Não se trata de idealizar o passado, pois essa época também conheceu suas limitações e dificuldades. Contudo, certas lições dessa era merecem ser redescobertas, pois moldaram a maneira como uma geração inteira aprendeu a lidar com a adversidade, com a decepção e com os imprevistos da vida.

1. Nos anos 60/70: recursos limitados, mas grande engenhosidade

anos 60/70

Nas muitas famílias, os meios eram escassos. As refeições eram otimizadas, os objetos eram consertados em vez de serem substituídos, e roupas de segunda mão faziam parte do cotidiano, passando de irmão para irmão ou de irmã para irmã. Não era raro vermos, em fotografias tiradas ao longo dos anos, diferentes crianças de uma mesma família vestindo as mesmas roupas.

Possuímos pouco, mas aprendíamos a tirar o máximo do que tínhamos.
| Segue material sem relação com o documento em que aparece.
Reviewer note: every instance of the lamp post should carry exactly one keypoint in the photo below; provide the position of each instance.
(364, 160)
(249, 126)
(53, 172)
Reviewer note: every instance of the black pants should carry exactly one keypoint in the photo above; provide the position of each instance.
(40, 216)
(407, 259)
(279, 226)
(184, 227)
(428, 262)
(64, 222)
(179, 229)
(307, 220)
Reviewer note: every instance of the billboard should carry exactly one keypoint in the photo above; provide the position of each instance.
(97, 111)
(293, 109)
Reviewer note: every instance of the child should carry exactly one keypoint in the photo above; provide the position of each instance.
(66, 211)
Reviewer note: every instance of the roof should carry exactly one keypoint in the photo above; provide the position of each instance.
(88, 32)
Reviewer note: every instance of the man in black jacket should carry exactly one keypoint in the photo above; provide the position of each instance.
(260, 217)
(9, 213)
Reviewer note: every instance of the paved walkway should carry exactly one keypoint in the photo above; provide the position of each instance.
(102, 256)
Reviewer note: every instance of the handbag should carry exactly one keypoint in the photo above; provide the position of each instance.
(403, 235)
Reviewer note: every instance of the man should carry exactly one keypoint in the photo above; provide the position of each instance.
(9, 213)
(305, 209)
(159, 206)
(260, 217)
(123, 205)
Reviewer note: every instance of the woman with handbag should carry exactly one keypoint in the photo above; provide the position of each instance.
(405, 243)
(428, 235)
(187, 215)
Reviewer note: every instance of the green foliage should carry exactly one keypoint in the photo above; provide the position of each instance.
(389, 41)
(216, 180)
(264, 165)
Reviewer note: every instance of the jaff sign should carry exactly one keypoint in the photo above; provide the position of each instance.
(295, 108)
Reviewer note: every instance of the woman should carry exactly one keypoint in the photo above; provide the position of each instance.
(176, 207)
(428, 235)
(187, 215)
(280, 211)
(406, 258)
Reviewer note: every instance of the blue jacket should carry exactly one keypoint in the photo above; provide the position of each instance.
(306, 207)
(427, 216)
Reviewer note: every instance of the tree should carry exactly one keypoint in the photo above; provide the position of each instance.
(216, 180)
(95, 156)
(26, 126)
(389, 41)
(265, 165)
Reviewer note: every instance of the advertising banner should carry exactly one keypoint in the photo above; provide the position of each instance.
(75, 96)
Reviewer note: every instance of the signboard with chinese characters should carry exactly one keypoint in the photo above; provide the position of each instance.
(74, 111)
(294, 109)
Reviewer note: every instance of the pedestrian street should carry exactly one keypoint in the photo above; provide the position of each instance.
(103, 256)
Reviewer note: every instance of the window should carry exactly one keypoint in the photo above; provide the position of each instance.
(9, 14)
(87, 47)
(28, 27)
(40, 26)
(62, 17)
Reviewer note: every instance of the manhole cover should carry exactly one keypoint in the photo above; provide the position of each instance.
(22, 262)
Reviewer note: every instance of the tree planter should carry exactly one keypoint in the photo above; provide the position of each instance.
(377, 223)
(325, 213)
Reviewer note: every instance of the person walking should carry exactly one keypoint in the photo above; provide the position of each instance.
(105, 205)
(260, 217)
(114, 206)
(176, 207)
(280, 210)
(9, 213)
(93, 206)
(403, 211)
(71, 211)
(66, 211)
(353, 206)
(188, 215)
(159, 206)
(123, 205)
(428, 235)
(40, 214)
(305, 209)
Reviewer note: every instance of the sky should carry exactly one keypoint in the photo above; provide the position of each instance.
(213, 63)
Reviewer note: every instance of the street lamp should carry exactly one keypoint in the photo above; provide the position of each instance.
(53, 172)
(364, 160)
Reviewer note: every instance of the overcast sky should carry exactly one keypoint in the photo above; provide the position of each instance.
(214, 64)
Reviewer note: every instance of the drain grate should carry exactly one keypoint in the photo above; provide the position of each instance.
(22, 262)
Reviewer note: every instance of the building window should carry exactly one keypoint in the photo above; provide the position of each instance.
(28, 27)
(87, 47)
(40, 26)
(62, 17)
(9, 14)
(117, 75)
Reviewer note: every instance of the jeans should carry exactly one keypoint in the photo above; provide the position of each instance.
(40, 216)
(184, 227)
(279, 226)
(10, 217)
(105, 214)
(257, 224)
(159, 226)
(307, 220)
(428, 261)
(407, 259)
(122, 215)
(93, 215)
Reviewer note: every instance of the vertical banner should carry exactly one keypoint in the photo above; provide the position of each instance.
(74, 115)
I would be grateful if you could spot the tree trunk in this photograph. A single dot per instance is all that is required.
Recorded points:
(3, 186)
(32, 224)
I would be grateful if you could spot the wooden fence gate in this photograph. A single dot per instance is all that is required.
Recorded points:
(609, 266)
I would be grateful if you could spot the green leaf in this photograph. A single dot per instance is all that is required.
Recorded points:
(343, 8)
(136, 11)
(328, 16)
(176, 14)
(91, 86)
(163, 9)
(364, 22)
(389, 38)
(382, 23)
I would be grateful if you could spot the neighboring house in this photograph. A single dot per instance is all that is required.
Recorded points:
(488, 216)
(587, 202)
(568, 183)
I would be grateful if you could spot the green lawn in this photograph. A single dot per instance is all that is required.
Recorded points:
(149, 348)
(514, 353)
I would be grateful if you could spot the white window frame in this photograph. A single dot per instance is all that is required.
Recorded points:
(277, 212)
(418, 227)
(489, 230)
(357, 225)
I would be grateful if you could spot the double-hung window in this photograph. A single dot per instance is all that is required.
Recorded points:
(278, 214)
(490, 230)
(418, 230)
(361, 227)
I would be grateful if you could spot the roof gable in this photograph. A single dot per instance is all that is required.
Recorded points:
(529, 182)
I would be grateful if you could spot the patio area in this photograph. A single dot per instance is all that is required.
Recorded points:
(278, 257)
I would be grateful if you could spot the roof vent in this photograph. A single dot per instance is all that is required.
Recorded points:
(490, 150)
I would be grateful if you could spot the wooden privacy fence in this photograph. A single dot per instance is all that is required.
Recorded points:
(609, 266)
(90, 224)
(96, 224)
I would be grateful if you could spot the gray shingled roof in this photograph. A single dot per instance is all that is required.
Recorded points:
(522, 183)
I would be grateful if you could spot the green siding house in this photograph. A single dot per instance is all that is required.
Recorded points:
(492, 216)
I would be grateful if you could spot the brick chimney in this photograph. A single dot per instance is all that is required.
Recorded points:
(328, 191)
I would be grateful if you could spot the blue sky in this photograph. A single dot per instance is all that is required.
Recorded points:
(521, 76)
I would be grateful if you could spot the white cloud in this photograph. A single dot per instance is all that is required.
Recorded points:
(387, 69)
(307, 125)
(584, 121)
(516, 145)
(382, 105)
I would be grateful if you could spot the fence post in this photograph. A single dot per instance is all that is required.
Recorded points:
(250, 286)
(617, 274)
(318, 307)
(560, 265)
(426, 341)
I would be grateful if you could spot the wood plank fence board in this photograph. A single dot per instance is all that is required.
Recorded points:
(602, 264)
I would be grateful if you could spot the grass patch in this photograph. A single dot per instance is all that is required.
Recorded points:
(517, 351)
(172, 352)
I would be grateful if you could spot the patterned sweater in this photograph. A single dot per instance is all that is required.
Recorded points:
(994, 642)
Essa engenhosidade não era ensinada como um valor abstrato: ela surgia naturalmente. Contudo, deixou um legado duradouro, mostrando que a criatividade muitas vezes nasce da **restrição**. Quando não se pode comprar uma solução, aprende-se a inventar uma.
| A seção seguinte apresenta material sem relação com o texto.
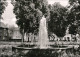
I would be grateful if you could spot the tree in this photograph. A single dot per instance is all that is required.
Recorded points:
(3, 4)
(58, 22)
(28, 14)
(74, 16)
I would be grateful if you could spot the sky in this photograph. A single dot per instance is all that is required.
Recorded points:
(9, 16)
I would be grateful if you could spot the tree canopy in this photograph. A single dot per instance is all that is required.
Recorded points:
(29, 13)
(74, 16)
(3, 4)
(57, 23)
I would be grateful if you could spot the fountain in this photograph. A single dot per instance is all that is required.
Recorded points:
(43, 48)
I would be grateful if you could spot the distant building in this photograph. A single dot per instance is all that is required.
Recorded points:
(16, 36)
(3, 31)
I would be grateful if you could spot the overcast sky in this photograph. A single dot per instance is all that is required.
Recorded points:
(9, 17)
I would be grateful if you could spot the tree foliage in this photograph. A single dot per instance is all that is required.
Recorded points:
(74, 15)
(57, 23)
(3, 4)
(29, 13)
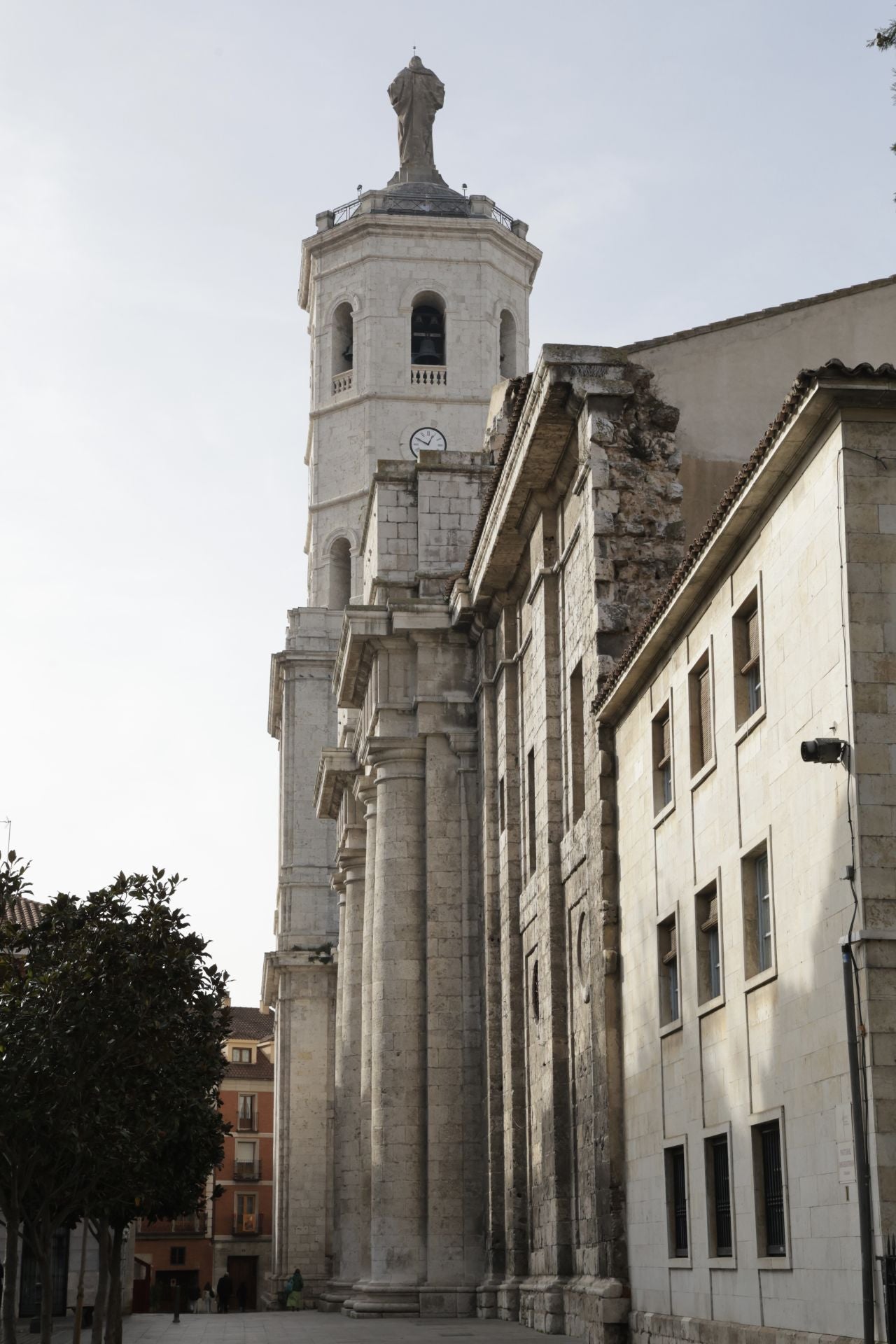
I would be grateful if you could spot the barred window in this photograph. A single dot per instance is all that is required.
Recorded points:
(663, 760)
(678, 1202)
(700, 696)
(719, 1187)
(770, 1190)
(708, 944)
(669, 984)
(747, 650)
Pesquisas atuais confirmam que as restrições fomentam capacidades de adaptação e resolução de problemas. A abundância, pelo contrário, pode às vezes limitar esses reflexos.

2. O tédio como motor da criatividade

Nas décadas de 60/70, as tardes de verão da infância pareciam intermináveis. Não havia colónias de férias. Não existiam atividades organizadas. Apenas horas e horas a não fazer nada.

A resposta dos pais às queixas de tédio era sempre a mesma: «Vai arranjar algo para fazer.»

A época pode parecer negligente. Hoje, os psicólogos reconhecem o seu valor. Estudos do Child Mind Institute demonstram que o tédio ajuda as crianças a desenvolver estratégias de planeamento, habilidades de resolução de problemas e maior flexibilidade. Quando têm de encontrar formas de se entreter, mobilizam capacidades cognitivas que a estimulação constante não permite desenvolver.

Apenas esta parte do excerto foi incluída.